The boy's head was down on his knees, hair flopping around his baggy jeans. His arms were wrapped around his legs, which were pulled into his chest. He was shaking. Angel wondered how long he'd been there.
"Hey," Angel ventured softly. The word was part greeting, part question, and part concern.
Connor's whole body twitched, and his face came up in fright. Obviously he hadn't realized the vampire had come so close.

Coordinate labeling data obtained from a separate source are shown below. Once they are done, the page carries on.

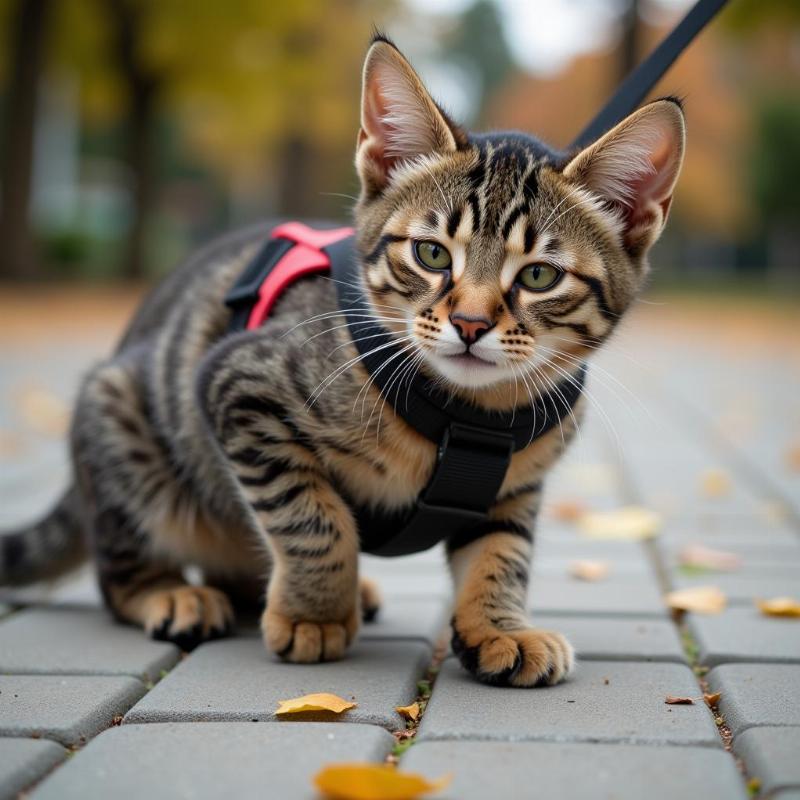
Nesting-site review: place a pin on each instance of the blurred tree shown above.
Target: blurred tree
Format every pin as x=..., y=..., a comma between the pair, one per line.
x=25, y=34
x=774, y=173
x=479, y=43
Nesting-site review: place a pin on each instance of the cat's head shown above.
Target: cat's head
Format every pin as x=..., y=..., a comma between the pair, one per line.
x=492, y=257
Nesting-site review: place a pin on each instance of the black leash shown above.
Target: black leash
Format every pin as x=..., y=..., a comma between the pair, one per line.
x=637, y=85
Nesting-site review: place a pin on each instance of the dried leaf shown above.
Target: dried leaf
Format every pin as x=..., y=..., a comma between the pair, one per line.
x=314, y=702
x=700, y=599
x=43, y=411
x=567, y=510
x=630, y=522
x=793, y=458
x=374, y=782
x=701, y=557
x=672, y=700
x=715, y=483
x=712, y=699
x=409, y=712
x=589, y=570
x=779, y=607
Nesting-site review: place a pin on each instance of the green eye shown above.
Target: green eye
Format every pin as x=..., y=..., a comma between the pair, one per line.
x=539, y=276
x=432, y=255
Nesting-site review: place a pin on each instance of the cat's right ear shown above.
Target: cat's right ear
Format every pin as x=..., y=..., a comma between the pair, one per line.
x=399, y=119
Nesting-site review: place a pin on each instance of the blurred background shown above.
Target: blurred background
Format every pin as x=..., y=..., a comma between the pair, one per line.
x=131, y=130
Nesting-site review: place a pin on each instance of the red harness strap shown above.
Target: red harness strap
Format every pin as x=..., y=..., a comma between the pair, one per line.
x=307, y=256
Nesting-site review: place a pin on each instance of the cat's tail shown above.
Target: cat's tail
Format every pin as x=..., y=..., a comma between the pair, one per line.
x=49, y=548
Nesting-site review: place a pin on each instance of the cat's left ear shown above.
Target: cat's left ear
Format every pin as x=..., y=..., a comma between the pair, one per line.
x=634, y=168
x=399, y=119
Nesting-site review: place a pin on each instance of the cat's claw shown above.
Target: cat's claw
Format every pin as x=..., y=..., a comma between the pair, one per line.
x=307, y=642
x=524, y=657
x=188, y=615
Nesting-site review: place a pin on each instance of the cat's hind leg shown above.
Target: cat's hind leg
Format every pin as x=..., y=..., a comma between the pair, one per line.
x=124, y=477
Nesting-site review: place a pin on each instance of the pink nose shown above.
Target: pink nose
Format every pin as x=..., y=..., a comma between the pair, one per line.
x=470, y=329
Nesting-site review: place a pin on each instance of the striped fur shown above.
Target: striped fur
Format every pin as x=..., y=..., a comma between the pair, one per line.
x=249, y=455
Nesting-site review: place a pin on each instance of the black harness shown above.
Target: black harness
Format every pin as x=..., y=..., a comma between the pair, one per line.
x=475, y=446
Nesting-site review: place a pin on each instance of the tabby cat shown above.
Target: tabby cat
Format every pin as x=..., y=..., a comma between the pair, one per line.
x=502, y=263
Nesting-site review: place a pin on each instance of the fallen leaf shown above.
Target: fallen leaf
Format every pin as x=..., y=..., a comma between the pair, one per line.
x=672, y=700
x=701, y=557
x=409, y=712
x=715, y=483
x=793, y=458
x=629, y=522
x=567, y=510
x=589, y=570
x=712, y=699
x=314, y=702
x=43, y=411
x=700, y=599
x=374, y=782
x=779, y=607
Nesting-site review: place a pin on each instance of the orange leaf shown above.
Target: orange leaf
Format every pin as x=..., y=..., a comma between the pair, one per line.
x=589, y=570
x=374, y=782
x=779, y=607
x=630, y=522
x=715, y=483
x=409, y=712
x=314, y=702
x=672, y=700
x=700, y=599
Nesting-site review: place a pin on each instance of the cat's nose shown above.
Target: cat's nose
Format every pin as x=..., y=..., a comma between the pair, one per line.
x=470, y=329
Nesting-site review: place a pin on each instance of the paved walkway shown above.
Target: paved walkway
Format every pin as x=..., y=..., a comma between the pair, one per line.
x=703, y=434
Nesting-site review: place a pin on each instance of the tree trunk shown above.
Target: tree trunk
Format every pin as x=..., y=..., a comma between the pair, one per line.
x=629, y=46
x=142, y=88
x=17, y=257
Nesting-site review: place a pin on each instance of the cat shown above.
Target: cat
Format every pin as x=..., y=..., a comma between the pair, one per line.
x=505, y=264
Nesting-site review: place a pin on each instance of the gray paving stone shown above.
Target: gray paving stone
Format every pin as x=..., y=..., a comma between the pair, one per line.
x=69, y=709
x=409, y=618
x=744, y=634
x=522, y=770
x=770, y=754
x=211, y=760
x=238, y=680
x=741, y=589
x=617, y=638
x=632, y=597
x=628, y=708
x=65, y=641
x=757, y=694
x=24, y=761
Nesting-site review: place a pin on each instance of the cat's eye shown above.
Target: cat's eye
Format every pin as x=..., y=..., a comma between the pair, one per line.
x=539, y=277
x=432, y=255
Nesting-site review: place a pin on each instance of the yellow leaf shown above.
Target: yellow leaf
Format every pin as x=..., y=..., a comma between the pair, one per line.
x=314, y=702
x=374, y=782
x=567, y=510
x=589, y=570
x=630, y=522
x=714, y=483
x=779, y=607
x=700, y=599
x=409, y=712
x=698, y=555
x=712, y=699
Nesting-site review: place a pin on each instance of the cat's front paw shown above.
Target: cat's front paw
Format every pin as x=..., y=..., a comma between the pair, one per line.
x=307, y=642
x=523, y=657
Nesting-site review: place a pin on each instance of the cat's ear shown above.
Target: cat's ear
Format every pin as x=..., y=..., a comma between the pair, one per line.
x=399, y=119
x=634, y=168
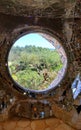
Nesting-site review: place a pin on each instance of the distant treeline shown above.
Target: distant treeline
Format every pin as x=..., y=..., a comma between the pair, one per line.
x=34, y=67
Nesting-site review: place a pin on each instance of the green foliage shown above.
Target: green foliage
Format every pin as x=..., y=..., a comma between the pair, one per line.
x=34, y=67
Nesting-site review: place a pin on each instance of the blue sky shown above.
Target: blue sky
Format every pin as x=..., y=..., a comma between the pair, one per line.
x=33, y=39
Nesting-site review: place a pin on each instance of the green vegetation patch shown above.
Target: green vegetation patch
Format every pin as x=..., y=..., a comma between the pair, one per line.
x=34, y=67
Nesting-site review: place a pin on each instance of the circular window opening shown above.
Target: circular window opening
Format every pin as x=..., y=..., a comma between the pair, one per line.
x=37, y=62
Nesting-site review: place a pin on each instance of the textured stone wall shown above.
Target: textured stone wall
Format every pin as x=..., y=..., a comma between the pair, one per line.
x=23, y=124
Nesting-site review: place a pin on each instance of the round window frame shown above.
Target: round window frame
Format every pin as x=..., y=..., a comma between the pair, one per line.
x=28, y=30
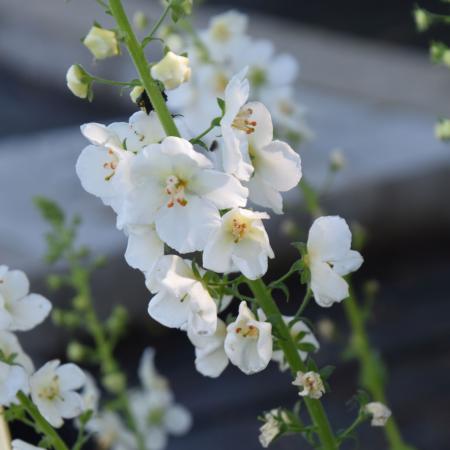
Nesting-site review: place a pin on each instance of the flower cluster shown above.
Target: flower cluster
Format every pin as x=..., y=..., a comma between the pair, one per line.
x=225, y=48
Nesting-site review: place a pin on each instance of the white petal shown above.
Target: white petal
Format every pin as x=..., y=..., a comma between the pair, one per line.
x=327, y=286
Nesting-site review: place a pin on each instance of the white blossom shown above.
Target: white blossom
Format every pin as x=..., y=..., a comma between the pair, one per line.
x=380, y=413
x=20, y=310
x=176, y=188
x=173, y=70
x=239, y=243
x=248, y=343
x=102, y=43
x=13, y=379
x=210, y=357
x=180, y=300
x=18, y=444
x=330, y=258
x=277, y=168
x=9, y=345
x=53, y=389
x=311, y=384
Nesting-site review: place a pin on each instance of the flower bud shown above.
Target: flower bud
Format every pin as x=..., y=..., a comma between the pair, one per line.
x=78, y=81
x=101, y=42
x=442, y=130
x=172, y=70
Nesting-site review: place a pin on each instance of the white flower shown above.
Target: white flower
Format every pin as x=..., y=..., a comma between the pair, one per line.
x=20, y=310
x=330, y=258
x=248, y=343
x=110, y=432
x=53, y=391
x=239, y=243
x=18, y=444
x=236, y=125
x=103, y=166
x=277, y=168
x=210, y=357
x=271, y=428
x=102, y=43
x=144, y=247
x=380, y=413
x=9, y=345
x=312, y=384
x=13, y=379
x=78, y=81
x=180, y=300
x=176, y=188
x=172, y=70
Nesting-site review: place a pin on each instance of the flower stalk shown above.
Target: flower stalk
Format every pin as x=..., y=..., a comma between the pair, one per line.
x=315, y=408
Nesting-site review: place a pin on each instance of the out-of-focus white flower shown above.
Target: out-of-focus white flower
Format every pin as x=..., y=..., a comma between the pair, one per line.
x=330, y=258
x=18, y=444
x=180, y=300
x=380, y=413
x=78, y=81
x=239, y=243
x=53, y=389
x=236, y=125
x=13, y=379
x=173, y=70
x=210, y=357
x=110, y=432
x=248, y=343
x=176, y=188
x=102, y=43
x=20, y=310
x=144, y=247
x=9, y=345
x=277, y=168
x=311, y=384
x=270, y=429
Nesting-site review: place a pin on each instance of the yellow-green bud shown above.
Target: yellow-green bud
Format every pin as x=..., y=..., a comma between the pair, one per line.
x=78, y=81
x=102, y=43
x=135, y=93
x=114, y=382
x=442, y=130
x=140, y=20
x=172, y=70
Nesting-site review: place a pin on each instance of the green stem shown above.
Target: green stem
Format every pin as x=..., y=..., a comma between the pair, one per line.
x=371, y=375
x=315, y=408
x=138, y=56
x=41, y=423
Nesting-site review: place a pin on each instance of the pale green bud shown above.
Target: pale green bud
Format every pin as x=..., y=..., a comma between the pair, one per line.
x=172, y=70
x=102, y=43
x=78, y=81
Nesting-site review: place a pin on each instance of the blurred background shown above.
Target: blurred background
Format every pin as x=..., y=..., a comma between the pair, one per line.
x=370, y=90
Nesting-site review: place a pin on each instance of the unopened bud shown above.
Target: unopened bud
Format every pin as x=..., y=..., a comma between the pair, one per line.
x=172, y=70
x=102, y=43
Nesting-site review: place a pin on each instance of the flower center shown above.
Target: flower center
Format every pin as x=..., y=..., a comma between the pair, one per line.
x=111, y=165
x=50, y=391
x=238, y=230
x=175, y=189
x=248, y=331
x=242, y=122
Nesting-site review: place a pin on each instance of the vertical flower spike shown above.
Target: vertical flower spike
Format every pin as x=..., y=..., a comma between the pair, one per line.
x=380, y=413
x=12, y=380
x=240, y=243
x=180, y=300
x=330, y=258
x=210, y=357
x=248, y=343
x=53, y=389
x=20, y=310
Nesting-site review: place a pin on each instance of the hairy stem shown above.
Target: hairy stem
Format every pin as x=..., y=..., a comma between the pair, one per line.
x=140, y=61
x=315, y=407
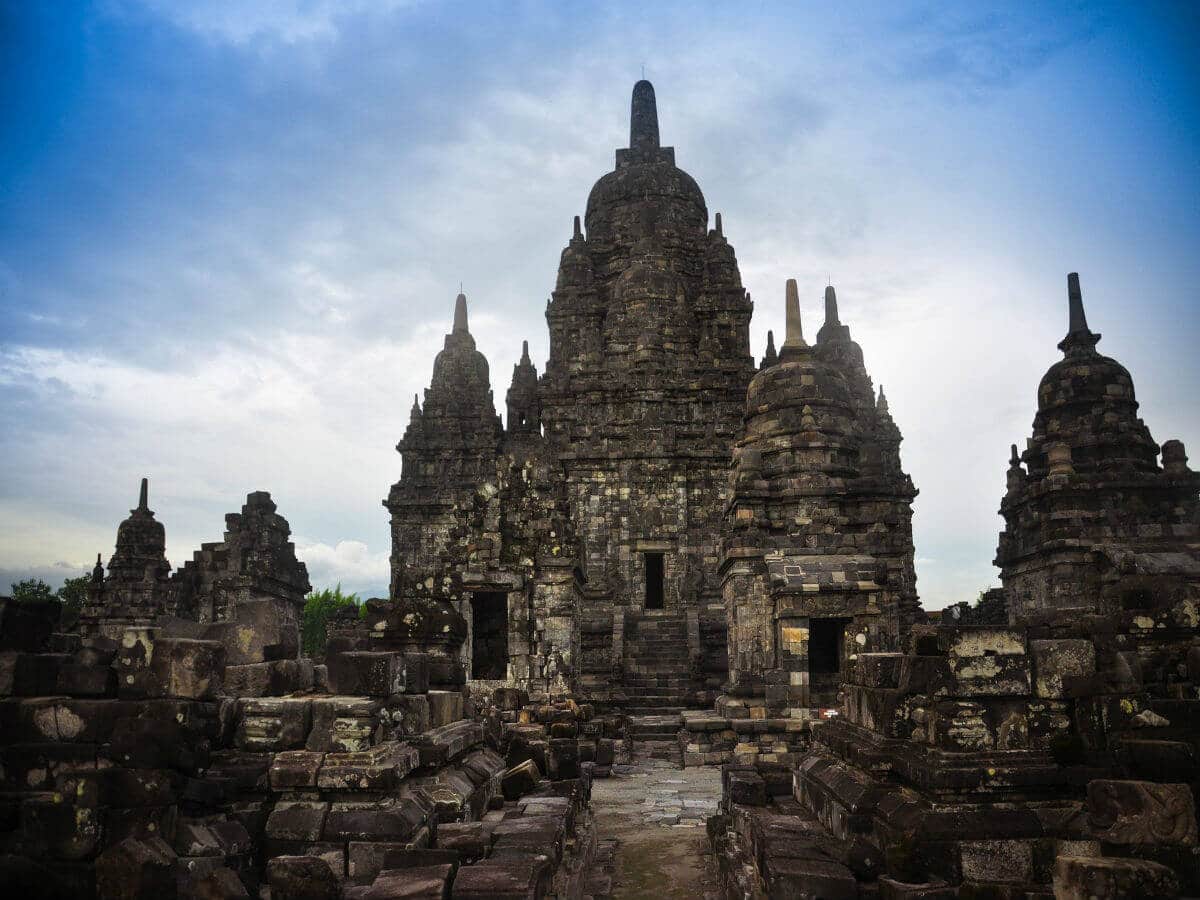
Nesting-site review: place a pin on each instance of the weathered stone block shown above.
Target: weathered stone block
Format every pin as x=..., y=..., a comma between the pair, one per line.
x=445, y=707
x=1054, y=661
x=366, y=673
x=1006, y=862
x=520, y=780
x=1090, y=877
x=183, y=667
x=137, y=870
x=381, y=768
x=301, y=879
x=394, y=821
x=426, y=882
x=295, y=769
x=300, y=821
x=1137, y=813
x=274, y=724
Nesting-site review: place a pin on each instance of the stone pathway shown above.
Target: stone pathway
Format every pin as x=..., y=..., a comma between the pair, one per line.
x=651, y=820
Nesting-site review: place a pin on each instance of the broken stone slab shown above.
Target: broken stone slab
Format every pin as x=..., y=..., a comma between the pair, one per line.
x=1056, y=661
x=796, y=877
x=345, y=724
x=274, y=724
x=273, y=678
x=294, y=769
x=526, y=877
x=1141, y=813
x=221, y=883
x=544, y=834
x=520, y=780
x=406, y=715
x=743, y=786
x=381, y=768
x=393, y=821
x=1087, y=877
x=366, y=673
x=187, y=669
x=301, y=877
x=469, y=839
x=137, y=870
x=1005, y=862
x=445, y=707
x=426, y=882
x=297, y=821
x=439, y=745
x=263, y=630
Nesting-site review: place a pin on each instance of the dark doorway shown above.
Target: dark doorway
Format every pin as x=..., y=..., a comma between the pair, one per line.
x=826, y=645
x=490, y=635
x=654, y=574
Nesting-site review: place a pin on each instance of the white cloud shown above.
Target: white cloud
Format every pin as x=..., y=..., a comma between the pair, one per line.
x=351, y=564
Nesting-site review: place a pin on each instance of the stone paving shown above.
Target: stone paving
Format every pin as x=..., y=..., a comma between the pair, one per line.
x=651, y=821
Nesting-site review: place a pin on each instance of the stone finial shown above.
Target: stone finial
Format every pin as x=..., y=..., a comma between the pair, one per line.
x=832, y=306
x=771, y=358
x=1015, y=477
x=460, y=315
x=1059, y=459
x=1175, y=457
x=1075, y=300
x=643, y=118
x=1080, y=340
x=795, y=335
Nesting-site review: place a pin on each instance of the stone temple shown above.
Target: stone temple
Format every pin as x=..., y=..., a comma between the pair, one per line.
x=655, y=633
x=636, y=526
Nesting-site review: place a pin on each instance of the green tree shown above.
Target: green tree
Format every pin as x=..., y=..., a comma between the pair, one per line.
x=318, y=607
x=31, y=591
x=73, y=593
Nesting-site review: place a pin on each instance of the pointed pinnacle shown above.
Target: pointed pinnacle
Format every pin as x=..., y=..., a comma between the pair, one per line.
x=832, y=306
x=795, y=334
x=460, y=313
x=1075, y=301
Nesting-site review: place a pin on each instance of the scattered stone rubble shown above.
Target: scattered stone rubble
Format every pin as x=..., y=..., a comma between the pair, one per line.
x=664, y=555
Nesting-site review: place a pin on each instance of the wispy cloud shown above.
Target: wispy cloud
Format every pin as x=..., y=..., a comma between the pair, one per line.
x=232, y=233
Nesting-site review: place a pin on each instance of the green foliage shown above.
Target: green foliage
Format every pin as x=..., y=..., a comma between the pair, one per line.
x=73, y=593
x=31, y=591
x=318, y=607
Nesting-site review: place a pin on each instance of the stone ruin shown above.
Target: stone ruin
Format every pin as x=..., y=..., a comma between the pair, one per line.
x=663, y=547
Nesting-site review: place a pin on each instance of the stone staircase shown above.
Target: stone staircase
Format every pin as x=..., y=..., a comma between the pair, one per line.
x=658, y=677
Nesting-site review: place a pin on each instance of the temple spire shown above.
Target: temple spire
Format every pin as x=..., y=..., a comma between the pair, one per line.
x=771, y=358
x=795, y=334
x=832, y=306
x=643, y=118
x=460, y=315
x=1075, y=300
x=1080, y=340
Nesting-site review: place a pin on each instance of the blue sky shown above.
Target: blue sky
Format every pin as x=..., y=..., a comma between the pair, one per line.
x=231, y=234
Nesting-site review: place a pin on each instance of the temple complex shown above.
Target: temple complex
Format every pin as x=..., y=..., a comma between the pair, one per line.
x=669, y=569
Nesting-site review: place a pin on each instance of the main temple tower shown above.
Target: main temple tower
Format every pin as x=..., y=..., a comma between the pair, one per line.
x=649, y=361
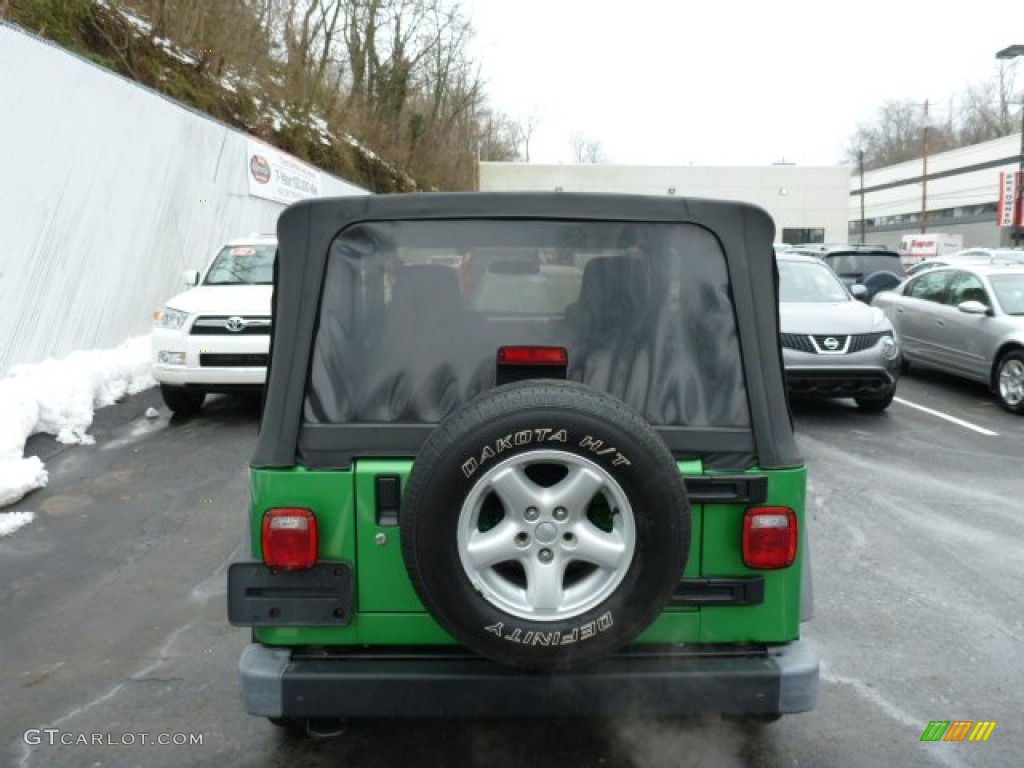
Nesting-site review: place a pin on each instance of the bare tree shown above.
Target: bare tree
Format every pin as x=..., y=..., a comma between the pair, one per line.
x=586, y=148
x=525, y=127
x=982, y=113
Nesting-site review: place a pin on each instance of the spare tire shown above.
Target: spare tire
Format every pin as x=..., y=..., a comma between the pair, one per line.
x=545, y=524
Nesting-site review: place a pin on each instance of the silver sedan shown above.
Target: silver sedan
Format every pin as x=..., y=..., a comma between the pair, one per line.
x=834, y=345
x=968, y=321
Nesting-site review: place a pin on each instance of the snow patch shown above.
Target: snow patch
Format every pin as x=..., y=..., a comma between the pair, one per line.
x=58, y=397
x=11, y=521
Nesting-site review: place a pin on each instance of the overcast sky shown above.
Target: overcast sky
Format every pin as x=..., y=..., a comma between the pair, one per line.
x=737, y=82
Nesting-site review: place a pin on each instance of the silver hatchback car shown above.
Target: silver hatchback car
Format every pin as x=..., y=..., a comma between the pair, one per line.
x=833, y=344
x=968, y=321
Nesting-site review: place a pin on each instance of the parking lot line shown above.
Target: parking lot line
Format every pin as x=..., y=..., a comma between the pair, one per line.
x=953, y=419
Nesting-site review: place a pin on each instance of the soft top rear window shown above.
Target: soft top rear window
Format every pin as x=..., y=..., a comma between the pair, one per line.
x=413, y=312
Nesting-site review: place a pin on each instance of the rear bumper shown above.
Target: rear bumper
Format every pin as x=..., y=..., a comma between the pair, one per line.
x=780, y=680
x=833, y=382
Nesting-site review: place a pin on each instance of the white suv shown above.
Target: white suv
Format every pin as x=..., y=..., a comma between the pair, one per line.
x=215, y=337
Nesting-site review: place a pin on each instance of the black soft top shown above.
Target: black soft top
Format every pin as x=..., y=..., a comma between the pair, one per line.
x=312, y=418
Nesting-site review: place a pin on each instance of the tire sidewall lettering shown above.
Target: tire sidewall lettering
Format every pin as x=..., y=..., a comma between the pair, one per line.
x=599, y=449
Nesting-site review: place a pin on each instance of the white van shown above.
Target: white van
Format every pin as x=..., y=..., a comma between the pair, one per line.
x=215, y=337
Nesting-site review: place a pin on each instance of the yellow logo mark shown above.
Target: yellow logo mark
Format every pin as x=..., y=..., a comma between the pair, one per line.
x=982, y=730
x=958, y=730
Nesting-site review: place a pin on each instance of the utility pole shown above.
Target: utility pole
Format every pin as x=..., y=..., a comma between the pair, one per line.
x=924, y=174
x=1011, y=52
x=860, y=163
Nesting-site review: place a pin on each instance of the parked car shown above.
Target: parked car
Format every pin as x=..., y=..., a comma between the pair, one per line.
x=968, y=321
x=971, y=256
x=833, y=344
x=560, y=494
x=215, y=337
x=875, y=267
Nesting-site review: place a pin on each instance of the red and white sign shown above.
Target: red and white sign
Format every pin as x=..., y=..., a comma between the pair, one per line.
x=276, y=175
x=1009, y=185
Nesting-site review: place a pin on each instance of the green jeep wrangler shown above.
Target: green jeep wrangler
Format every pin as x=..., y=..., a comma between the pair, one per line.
x=524, y=454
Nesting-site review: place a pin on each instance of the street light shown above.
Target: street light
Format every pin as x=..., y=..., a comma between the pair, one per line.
x=1007, y=53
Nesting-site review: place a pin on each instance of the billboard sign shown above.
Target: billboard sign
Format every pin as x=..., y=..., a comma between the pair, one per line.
x=276, y=175
x=1009, y=186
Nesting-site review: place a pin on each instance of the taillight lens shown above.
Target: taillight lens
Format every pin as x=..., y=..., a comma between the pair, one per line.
x=769, y=538
x=532, y=355
x=289, y=539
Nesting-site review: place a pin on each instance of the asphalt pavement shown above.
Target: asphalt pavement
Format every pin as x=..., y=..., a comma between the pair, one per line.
x=113, y=623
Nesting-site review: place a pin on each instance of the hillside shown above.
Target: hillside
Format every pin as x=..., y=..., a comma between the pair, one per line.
x=262, y=93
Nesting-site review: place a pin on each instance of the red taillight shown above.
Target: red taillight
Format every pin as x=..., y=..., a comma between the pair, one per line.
x=769, y=538
x=530, y=355
x=289, y=539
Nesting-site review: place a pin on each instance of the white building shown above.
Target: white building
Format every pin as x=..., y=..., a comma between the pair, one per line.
x=808, y=204
x=960, y=195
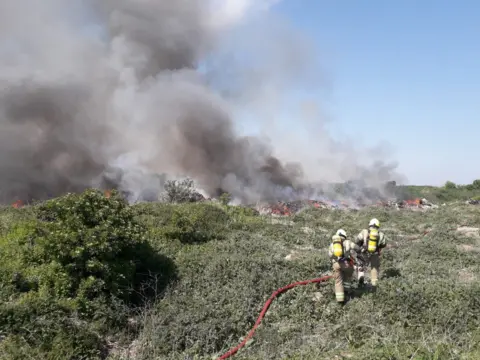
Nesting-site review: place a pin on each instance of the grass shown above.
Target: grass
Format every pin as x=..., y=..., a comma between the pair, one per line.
x=228, y=261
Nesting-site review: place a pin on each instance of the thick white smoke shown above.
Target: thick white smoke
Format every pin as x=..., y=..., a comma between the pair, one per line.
x=78, y=110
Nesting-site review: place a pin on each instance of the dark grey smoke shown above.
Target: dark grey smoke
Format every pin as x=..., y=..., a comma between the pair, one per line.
x=77, y=112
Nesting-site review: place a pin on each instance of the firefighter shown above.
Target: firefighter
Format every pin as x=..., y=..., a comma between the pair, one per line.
x=371, y=241
x=342, y=261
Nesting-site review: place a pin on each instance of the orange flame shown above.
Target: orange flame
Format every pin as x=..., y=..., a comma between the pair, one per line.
x=17, y=204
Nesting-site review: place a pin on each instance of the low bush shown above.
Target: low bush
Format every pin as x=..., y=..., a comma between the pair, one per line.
x=71, y=273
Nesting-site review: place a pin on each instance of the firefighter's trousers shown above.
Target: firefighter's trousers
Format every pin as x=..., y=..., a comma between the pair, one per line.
x=342, y=274
x=374, y=261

Fright quickly descended into fury, and seconds later Angel found himself pinned to the wall, Connor's thin fists gripping the lapel's of his duster.
Shocked, Angel checked the boy's face for an explanation. Connor's eyes were filled with tears, and his face was horribly distorted.
A new kind of panic welled up and overtook Angel as a new set of memories surfaced: the quiet but persistent echoes of shifting ocean, dim shadows of drifting seaweed, dreamy hallucinations of what it had felt like to be able to move.
Memories Angel had desperately tried to repress for the sake of his own mental health.
Without thought he let loose a cry of fear, vamped out, and used all of his strength to wildly shove, claw and kick Connor away.
Somehow Connor ended up on floor with the blade of the axe against his throat, looking up at his father in shock.
The vampire's yellow eyes darted unfocussed about the room, and quick, shallow, not strictly necessary breaths came raggedly through parted lips, lips that revealed long white fangs. He was shaking. Connor could smell the vampires sweat.
Connor froze as his instincts began to fight a war within. Part of him wanted to run. Demon! It screamed. Instinctively he knew that that a serious fight with the vampire would only end in his own destruction, which meant his only option was to run.. 'Survival of the fittest' was a concept that Connor was all too familiar with.
A smaller part of him, the part that had been developing a relationship with Angel over the last three months, wondered where the mild mannered father figure, who had seemed to possess endless wells of understanding and patience, had suddenly disappeared to.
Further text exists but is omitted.